その他にはGRC(集団一致度)を解析します。GRCが低い場合は集団への適応の困難さ、高すぎる場合は過剰反応からの不安や神経症との関連が示唆されます。

TAT(主題統覚検査)とマレーの欲求圧力理論

TAT(主題統覚検査)マレーらによって開発された投影法のパーソナリティ検査です。

テストは、人物を含んだ、さまざまな受け取り方ができるあいまいな状況の30の図版と1枚の白紙から何枚かを被験者に見てもらい、その絵から物語を自由に語ってもらいます。

マレーの欲求圧力理論(欲求圧力分析)をもとに、被験者が葛藤状況をどのように認識し、どのような対処行動をとっているか、という傾向から、パーソナリティを明らかにしていきます。

マレーの原法では2日間に分けて行いましたが、現在では一回で行われることがほとんどです。

TATの30枚の図版には、少年用(B)、少女用(G)、男性用(M)、女性用(F)に分けられます。

また児童用のTATであるCAT(児童統覚検査)は10枚の図版からなり、主人公に動物を用いて、子どもに親和性が高く出来ています。
高齢者用のTATであるSATやGATは65歳以上が対象となり、16の図版からなり、登場人物に高齢者が多く登場するようになっています。

※マレーの欲求圧力理論

マレーは欲求と圧力というふたつの力でパーソナリティを力動的に捉えました。

欲求・・人を内から動かす力
圧力・・人を外から動かす環境の力

欲求には食欲求、達成欲求、支配欲求などがあり、圧力にはこれらの欲求を促進させるようなプラスの圧力と、妨害するようなマイナスの圧力とがあります。

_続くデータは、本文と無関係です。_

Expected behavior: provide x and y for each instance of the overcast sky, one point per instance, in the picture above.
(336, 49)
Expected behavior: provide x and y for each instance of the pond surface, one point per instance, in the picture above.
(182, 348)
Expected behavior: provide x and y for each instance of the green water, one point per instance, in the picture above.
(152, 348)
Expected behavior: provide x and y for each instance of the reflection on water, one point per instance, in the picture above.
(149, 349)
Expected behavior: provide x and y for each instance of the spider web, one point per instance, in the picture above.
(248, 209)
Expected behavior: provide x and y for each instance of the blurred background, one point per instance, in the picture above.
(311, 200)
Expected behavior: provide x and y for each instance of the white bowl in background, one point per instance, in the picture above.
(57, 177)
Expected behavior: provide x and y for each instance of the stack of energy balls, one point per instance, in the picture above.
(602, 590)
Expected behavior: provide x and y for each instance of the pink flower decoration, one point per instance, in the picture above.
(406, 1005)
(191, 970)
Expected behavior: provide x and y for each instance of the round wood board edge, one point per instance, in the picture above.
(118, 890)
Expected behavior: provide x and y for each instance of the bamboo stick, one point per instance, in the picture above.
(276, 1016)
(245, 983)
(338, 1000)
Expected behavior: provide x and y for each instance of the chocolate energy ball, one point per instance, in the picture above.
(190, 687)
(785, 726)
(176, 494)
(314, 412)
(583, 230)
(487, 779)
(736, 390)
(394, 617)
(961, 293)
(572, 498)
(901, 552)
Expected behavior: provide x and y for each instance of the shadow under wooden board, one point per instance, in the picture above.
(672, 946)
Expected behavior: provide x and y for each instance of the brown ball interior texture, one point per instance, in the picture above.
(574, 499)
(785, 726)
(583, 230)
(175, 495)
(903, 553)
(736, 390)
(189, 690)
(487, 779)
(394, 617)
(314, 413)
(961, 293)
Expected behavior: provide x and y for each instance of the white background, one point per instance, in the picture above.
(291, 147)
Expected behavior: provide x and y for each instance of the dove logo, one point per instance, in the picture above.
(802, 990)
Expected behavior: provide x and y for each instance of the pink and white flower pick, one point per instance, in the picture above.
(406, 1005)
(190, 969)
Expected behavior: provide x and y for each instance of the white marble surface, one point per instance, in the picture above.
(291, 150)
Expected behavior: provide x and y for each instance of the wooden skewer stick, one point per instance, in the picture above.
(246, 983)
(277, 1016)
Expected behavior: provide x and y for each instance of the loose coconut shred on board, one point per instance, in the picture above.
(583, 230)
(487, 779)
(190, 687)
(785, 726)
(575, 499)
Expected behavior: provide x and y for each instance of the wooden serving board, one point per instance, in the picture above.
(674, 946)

たとえば、追従的な人は支配欲求に対して促進的圧力であり、攻撃的な人は支配欲求に対して妨害的圧力となります。

マレーは人のパーソナリティを理解するために、その人の過去、現在、将来についての欲求と圧力を知ることが重要であるとしました。

ロールシャッハ・テストの特徴

ロールシャッハ・テストはスイスの精神科医ロールシャッハによって考案されたパーソナリティ検査です。投影法のテストになります。

インクを垂らした紙を半分に折って、開いた際に出来る左右が対称なしみ模様(無意味図形)の図版10枚を使います。

その図版を一枚づつ見せて、それが何に見えるかを口頭で答えさせます。(自由反応段階)

その後、検査者はその図版のどのような特徴がそのように見えたのかについて質問をします。(質問段階)

その質問への回答から、

・しみのどこに注目したのか・・反応領域(全体、大きい部分、小さい部分など)

・どのような特徴からそのように考えたか・・反応決定因(色彩、運動など)

・しみをなんと意味づけたか・・反応内容(人、動物、抽象的なものなど)

などをスコアリングして手がかりとし、さらに反応時間やそのときの表情やしぐらなども考慮して、心の状態を読み解いて行きます。

片口法と包括システム

ロールシャッハ・テストはクロッパーやラパポートにより、様々な実施法に発展していきましたが、それらを統合したのがエクスナーで、そのテスト方法は包括システムと呼ばれます。

日本ではクロッパー法をベースにした片口法包括システムが普及しています。